Data Fusion Use Cases
Zoomdata supports the following data fusion use cases:
- Looking up descriptions from lookup tables
- Aggregating data using dimensional tables in a star or snowflake schema
- Joining multiple fact tables on common keys
We’ll explore each use case in greater detail and then demonstrate how you can combine these different scenarios together to build unique data fusion data sets for your research and analysis.
Fact-to-Lookup Table Use Case
The lookup description is the simplest use case since it is joining a fact table to a lookup table using a common identity key. In this scenario, the description from a lookup table can be visualized along with metrics information from a fact table. The following diagram illustrates an example of a join between the event (lookup table) and the price paid. The common field between the two disparate tables is event_id.
The resulting fused data includes the attributes from the lookup table and the metrics from the fact table. Any additional group-by attributes that are available from the lookup table are displayed as well.
Star Schema Table Use Case
A star schema table extends the capability of the lookup description use case to dimensional tables that contain attribute descriptions and higher level group-by attributes than on fact table. The fact table can be joined to several dimensional tables using common ID keys (limited to one key per join). This allows you to visualize the fused data set using group-bys and filtering on dimensional attributes sourced from the dimension table in conjunction with metrics from the fact table.
For example, the following diagram illustrates a star schema table. The Sales table is the fused data set resulting from the following disparate data sources: seller details from the Sellers data source, event information from the Events data source, and listing details from the List data source.

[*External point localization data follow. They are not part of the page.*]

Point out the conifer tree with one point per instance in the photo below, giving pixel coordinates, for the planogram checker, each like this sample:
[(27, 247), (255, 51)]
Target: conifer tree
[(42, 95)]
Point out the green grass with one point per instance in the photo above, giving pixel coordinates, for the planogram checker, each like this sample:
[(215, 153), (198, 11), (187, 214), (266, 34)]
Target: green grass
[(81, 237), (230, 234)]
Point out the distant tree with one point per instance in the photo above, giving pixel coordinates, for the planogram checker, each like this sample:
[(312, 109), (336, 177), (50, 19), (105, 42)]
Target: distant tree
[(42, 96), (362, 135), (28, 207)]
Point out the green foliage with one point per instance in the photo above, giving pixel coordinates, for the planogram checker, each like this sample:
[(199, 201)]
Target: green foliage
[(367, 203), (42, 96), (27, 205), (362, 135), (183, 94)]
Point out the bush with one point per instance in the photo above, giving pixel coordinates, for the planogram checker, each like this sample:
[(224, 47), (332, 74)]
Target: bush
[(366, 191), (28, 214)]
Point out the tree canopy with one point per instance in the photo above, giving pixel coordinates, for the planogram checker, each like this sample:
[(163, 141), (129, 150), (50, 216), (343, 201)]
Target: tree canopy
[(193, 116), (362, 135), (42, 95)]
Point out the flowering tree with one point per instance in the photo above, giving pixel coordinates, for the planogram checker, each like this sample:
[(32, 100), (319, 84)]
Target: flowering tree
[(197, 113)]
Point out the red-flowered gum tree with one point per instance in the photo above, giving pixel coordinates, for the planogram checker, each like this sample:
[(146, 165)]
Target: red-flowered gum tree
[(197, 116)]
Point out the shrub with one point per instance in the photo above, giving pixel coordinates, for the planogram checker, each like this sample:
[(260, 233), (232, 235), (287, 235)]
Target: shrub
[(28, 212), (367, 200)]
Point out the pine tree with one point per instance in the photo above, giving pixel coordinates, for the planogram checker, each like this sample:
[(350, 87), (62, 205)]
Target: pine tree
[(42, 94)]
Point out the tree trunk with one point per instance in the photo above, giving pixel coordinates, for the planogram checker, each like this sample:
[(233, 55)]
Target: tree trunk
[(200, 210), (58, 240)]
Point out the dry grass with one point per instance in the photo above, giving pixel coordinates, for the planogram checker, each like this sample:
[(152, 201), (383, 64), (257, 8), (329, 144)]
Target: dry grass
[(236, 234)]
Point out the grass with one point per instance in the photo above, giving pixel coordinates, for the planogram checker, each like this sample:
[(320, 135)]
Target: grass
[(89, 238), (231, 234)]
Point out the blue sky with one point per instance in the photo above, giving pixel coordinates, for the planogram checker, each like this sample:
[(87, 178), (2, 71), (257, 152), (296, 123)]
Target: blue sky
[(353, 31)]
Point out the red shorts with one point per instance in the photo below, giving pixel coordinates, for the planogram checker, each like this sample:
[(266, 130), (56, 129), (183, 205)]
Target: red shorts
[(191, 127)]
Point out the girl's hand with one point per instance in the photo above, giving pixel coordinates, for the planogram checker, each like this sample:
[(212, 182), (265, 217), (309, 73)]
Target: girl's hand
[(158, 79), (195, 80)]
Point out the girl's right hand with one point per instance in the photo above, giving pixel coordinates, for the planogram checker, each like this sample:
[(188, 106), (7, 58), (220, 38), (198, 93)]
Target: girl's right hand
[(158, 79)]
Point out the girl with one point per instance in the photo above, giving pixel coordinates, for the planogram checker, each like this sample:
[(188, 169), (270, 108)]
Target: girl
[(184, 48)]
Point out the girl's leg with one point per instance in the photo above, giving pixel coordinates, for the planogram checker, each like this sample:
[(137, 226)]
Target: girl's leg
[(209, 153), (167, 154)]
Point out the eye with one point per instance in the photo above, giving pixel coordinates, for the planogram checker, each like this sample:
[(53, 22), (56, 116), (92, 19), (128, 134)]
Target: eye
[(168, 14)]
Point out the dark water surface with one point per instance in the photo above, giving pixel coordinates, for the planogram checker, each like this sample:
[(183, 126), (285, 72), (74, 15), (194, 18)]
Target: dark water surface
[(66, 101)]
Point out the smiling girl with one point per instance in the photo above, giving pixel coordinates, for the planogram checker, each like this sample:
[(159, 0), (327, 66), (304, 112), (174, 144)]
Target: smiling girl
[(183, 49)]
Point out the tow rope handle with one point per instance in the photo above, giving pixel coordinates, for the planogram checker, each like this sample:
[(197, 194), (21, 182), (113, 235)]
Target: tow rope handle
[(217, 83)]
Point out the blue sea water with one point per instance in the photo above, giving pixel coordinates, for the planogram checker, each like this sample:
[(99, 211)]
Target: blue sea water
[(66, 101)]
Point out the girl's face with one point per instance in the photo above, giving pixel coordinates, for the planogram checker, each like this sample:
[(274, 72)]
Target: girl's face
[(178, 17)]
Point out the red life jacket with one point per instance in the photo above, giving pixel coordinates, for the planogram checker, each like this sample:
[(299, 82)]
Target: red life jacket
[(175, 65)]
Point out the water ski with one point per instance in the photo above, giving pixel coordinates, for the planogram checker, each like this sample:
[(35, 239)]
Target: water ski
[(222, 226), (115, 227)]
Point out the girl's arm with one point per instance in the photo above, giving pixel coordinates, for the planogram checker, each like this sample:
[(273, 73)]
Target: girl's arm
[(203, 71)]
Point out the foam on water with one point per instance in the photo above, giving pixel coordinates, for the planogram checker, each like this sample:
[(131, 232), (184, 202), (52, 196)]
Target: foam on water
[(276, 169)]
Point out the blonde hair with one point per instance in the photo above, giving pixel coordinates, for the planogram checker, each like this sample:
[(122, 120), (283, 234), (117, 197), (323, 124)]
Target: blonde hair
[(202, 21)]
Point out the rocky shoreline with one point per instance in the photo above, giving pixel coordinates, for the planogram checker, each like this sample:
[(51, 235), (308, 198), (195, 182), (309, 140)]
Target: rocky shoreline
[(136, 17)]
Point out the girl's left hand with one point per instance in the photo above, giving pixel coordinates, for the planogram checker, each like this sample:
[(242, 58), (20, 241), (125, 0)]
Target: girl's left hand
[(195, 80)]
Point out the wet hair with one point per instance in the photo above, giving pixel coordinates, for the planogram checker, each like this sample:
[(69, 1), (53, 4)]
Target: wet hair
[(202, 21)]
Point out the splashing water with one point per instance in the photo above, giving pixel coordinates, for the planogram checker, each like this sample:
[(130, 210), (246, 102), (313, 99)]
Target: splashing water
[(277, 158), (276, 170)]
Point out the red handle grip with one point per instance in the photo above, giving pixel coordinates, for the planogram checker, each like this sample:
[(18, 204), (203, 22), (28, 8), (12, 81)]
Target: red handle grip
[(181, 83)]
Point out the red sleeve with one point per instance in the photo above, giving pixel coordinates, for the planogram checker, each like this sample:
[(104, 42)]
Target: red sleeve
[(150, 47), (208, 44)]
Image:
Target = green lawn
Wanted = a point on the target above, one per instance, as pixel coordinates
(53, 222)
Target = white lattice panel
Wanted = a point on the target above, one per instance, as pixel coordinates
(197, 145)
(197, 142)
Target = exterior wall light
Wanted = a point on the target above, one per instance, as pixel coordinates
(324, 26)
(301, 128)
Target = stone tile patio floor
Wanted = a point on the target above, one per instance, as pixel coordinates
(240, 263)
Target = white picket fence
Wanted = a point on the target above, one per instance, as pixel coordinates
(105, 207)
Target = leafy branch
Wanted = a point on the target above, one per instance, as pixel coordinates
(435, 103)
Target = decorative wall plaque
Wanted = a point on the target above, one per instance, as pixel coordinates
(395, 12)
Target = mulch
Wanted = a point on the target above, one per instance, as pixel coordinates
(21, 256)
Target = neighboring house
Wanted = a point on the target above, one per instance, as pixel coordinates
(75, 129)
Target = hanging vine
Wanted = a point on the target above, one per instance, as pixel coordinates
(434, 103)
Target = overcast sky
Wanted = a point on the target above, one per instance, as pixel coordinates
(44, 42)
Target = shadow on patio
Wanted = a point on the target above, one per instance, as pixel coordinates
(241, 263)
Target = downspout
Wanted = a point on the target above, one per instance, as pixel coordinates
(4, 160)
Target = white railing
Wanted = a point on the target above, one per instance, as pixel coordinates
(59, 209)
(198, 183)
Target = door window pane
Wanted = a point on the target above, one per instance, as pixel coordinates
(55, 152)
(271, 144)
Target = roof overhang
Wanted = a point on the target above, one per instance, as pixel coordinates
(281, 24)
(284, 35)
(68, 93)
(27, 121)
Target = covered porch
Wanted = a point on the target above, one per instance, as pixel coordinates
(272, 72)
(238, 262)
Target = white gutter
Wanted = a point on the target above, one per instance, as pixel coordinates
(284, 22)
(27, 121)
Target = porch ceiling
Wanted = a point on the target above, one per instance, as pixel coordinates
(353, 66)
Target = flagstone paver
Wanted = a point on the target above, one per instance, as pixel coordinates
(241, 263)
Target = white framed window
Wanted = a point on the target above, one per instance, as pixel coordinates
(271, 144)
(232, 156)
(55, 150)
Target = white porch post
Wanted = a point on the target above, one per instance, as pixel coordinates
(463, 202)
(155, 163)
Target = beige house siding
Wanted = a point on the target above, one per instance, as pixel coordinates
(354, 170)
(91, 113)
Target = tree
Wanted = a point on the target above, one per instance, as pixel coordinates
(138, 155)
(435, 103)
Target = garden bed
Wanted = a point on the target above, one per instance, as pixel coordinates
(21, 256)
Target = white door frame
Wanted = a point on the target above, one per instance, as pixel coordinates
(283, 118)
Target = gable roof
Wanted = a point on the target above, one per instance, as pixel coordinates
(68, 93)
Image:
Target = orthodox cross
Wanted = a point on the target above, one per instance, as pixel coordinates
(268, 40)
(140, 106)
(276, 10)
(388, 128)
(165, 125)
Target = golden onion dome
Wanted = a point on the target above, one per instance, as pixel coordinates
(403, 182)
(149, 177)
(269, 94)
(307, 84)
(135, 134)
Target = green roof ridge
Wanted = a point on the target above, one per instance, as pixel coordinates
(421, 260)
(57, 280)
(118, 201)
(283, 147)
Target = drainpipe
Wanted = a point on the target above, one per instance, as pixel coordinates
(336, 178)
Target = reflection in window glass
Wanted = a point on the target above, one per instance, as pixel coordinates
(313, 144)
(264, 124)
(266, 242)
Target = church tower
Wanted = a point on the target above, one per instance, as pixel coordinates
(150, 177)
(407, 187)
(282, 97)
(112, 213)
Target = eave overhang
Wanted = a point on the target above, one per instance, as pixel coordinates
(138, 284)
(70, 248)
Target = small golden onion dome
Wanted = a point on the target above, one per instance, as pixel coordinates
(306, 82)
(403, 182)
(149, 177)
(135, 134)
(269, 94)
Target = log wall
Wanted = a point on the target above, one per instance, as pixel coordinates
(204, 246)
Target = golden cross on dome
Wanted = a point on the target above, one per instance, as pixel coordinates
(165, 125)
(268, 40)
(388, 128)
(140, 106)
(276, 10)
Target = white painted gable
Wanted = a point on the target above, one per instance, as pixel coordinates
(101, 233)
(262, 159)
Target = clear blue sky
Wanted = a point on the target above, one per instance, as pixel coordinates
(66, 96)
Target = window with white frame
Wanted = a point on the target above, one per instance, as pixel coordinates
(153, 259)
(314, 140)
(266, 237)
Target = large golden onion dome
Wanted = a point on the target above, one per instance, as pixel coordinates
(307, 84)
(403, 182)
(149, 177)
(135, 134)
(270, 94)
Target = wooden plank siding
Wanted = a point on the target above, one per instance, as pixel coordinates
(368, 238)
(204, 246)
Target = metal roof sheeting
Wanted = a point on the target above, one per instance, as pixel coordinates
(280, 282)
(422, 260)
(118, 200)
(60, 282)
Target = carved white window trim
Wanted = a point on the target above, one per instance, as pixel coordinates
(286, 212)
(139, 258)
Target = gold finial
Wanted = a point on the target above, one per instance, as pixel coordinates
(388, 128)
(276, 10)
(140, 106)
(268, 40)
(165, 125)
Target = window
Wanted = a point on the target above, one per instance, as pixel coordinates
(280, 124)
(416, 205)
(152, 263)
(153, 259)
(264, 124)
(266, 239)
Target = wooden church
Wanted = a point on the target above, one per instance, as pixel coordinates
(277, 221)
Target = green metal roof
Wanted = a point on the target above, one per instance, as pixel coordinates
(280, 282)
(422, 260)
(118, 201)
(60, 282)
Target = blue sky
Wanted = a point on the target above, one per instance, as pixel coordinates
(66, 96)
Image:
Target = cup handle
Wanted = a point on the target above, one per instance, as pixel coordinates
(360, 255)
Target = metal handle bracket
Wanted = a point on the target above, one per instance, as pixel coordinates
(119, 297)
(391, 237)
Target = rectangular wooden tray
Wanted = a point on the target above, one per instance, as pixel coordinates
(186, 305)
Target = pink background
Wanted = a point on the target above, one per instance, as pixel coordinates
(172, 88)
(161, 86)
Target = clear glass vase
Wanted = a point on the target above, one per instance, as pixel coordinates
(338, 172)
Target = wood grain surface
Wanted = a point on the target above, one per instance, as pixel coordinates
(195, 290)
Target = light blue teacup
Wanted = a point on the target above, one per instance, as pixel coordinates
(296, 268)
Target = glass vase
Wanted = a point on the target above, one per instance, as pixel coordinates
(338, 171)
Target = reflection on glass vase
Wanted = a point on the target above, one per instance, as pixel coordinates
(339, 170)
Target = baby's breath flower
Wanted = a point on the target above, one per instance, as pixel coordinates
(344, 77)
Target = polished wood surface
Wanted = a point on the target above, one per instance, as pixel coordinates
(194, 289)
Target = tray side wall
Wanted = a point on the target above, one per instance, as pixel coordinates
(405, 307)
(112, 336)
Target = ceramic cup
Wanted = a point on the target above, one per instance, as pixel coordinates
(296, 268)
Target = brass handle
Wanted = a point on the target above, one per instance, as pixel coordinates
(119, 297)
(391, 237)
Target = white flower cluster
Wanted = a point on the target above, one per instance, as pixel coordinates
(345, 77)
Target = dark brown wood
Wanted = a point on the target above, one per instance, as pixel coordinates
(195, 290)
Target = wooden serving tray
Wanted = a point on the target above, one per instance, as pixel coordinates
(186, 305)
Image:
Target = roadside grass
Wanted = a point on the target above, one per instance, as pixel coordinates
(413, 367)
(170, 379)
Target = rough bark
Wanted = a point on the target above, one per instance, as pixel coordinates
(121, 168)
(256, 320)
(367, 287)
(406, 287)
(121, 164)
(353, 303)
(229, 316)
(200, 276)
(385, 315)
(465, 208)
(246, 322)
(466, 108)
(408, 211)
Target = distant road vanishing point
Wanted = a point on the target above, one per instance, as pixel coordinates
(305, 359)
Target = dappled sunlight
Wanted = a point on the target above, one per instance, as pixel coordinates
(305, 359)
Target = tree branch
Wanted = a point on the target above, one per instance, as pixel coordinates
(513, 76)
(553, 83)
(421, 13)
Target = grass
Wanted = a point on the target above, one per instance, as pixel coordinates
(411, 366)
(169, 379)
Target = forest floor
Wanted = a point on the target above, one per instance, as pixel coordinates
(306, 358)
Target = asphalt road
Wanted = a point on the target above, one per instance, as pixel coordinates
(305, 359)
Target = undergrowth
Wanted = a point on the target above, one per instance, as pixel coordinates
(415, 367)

Multiple Fact Table Use Case
Zoomdata supports the capability to join different fact tables together. Similar to the lookup description use case, multiple fact tables are joined using a common key. As a result, metrics from different tables can be displayed on the same chart with common keys as the Group By keys. The following diagram shows two disparate fact tables being joined under the common attribute - seller_id.
|If a join is attempted between tables that have a one-to-many or many-to-many relationship, the table metrics will be duplicated.|
Combination Use Case
You can also fuse data using a combination of these use cases. For example, you can create a lookup to fact to lookup join (as shown in the diagram below) to explore the sellers, their ticket sales and event information all on one visualization. In this example, seller information is located in a lookup table, sales data is housed in a fact table, and event details are stored in a lookup table. The common keys connecting these data sets are user_id, seller_id, and event_id.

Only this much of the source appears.